“Pazara sunduğu ürünlerin %80’i Türkiye’de üretilen ve birçok ülkeye ihracat yapan Schüco Türkiye olarak ülke ekonomisine ve Schüco Lojistik & Eğitim merkezimizle mesleki eğitime katkı sağlıyoruz. Önümüzdeki dönem için yurt içinde eğitim faaliyetlerimizi ve butik projelerimizi sürdürürken yurt dışında Rusya, Orta Asya gibi klasik pazarlarımızın dışına çıkarak Kuzey Afrika, Katar, Batı Avrupa ve Kuzey Amerika’da ciddi iş bağlantıları üzerine yoğunlaşacağız.”
Schüco Türkiye’nin güncel durumu hakkında bilgi alabilir miyiz?
Schüco Türkiye olarak yaklaşık 20 yıl önce kurulduğumuz dönemde iki üç partnerimiz, yani bayimiz vardı. Bayilerimize özellikle Partner diyoruz çünkü çok uzun soluklu ilişkilere dayanan ve müşteri – satıcı ilişkisinden öte bir ilişkimiz söz konusu. İki üç Partner ile yola çıktık, sonrasında ise pazarın gelişmesine paralel olarak hem Partner sayımızı arttırdık hem de kendi kadromuzu oluşturduk. Altyapımızı büyüttük, showroomlarımızı, ofislerimizi, lojistik merkezimizi daha da geliştirerek müşteriye daha iyi hizmet verecek hale geldik.
Bu gelişmenin sonucu olarak bir takım yurtdışı pazarlar da Schüco Türkiye’ye bağlandı. Orta Asya ülkeleri, Kafkasya, Ortadoğu, hizmet sunduğumuz coğrafyalar arasında. Yakın zamana kadar İran da onların arasındaydı ancak şu anki ambargodan dolayı oradaki faaliyetlerimizi dondurduk, sürecin aşılması sonrasında tabii ki o pazarda da tekrar aktif olarak faaliyete geçebiliriz. Faal olduğumuz bu geniş alanın yanı sıra tüm Schüco Grubu içerisinde Türkiye olarak grup içerisinde ki en büyük uygulama firmalarına hizmet veriyoruz, zaten Schüco’nun bağlı şirketleri içerisinde en büyük iş hacmine sahip ilk 5 şirketten birisiyiz.
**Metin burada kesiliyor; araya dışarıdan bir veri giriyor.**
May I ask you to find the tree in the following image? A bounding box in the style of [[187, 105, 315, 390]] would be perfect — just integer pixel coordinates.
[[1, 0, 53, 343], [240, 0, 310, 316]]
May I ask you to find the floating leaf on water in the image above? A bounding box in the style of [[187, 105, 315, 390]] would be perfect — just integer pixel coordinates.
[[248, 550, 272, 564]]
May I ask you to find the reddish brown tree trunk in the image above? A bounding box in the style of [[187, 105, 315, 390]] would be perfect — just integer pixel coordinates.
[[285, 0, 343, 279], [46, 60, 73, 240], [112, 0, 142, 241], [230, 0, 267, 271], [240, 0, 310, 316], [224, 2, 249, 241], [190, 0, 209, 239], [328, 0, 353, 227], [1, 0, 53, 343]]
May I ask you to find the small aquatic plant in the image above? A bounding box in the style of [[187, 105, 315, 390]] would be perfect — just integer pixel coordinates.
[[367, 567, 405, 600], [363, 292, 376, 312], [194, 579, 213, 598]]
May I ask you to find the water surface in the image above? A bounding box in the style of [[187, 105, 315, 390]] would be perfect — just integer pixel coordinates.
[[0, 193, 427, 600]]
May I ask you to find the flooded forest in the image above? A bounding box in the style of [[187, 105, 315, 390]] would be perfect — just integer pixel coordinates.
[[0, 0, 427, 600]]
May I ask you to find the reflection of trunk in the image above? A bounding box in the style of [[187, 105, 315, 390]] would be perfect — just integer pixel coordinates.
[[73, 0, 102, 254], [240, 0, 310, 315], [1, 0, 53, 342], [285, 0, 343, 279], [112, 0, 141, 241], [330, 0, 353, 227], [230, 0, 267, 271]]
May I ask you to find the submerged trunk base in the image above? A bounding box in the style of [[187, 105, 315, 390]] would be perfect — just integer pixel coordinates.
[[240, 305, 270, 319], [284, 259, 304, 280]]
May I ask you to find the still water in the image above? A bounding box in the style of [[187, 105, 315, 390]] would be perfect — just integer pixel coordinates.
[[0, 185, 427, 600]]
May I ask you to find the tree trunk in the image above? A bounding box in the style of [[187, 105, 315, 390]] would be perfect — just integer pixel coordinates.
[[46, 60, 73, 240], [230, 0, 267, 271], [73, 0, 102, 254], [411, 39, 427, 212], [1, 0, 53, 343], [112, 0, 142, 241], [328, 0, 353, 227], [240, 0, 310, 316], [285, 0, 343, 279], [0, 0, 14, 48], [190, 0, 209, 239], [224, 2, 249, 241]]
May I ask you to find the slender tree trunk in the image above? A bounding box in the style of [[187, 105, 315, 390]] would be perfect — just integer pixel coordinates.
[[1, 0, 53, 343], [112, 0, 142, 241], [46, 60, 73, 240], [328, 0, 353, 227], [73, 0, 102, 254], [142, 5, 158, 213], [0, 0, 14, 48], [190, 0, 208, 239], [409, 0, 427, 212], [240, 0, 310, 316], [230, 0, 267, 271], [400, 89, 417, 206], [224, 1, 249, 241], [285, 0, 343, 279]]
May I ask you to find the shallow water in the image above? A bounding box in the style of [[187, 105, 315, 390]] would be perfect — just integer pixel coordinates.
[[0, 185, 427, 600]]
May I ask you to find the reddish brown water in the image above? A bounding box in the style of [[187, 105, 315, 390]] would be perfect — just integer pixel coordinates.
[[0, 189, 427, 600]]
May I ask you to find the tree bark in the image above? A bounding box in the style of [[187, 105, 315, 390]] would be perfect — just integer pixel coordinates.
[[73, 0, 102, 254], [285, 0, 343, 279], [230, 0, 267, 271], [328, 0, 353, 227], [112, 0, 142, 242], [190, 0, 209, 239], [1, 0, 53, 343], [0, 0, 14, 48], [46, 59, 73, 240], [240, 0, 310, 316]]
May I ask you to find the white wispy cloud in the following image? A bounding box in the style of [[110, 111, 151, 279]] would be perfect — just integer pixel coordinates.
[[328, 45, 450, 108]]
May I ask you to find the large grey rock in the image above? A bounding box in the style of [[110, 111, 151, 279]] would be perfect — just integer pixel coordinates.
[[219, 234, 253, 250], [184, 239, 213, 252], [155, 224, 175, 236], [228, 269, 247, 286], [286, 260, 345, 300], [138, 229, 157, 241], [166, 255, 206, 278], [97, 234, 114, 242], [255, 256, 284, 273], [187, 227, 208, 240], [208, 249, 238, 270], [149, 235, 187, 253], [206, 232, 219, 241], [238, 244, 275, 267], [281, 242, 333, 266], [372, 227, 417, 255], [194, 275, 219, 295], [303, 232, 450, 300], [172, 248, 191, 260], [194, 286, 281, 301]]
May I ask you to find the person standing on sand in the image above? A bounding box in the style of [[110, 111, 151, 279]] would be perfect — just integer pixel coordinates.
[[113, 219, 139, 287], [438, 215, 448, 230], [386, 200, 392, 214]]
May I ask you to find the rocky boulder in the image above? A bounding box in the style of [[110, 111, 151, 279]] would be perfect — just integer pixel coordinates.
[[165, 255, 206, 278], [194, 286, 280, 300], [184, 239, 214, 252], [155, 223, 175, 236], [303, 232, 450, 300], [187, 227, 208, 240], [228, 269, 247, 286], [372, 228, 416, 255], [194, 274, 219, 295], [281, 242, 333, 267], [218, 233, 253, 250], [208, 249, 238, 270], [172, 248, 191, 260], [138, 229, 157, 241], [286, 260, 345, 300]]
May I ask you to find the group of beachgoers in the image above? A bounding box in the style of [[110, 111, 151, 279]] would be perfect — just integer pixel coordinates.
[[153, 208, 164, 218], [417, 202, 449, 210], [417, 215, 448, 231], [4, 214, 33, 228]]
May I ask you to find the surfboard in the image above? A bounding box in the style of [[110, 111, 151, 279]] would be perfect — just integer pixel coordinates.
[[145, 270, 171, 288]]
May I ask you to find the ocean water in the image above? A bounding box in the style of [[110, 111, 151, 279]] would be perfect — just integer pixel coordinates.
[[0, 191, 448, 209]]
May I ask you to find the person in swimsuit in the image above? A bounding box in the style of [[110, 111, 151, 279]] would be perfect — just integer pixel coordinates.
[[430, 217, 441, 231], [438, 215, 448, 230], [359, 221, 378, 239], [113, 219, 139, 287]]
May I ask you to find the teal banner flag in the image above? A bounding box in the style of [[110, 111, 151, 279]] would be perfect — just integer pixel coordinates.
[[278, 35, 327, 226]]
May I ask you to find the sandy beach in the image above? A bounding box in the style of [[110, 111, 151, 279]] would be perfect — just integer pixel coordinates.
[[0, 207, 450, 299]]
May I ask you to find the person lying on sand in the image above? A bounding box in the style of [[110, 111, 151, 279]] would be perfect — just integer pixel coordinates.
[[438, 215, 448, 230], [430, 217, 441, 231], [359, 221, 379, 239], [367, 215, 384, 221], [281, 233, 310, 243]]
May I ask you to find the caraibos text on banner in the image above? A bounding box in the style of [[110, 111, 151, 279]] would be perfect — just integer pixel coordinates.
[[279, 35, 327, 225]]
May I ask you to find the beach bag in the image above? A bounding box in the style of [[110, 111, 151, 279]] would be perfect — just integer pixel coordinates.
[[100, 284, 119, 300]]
Ayrıca uluslararası pazarlarda çalışan çok sayıda Partnerimizin olması dolayısı ile Avrupa ve Kuzey Amerika’da devam eden projelerimiz var.
Bu ilerlemenin en temel sebeplerinden biri de Türkiye’de yaptığınız büyük çaplı projeler olmalı. Şimdiye kadar hangi projelerde yer aldınız? Önümüzdeki süreçte yer alacağınız işler neler?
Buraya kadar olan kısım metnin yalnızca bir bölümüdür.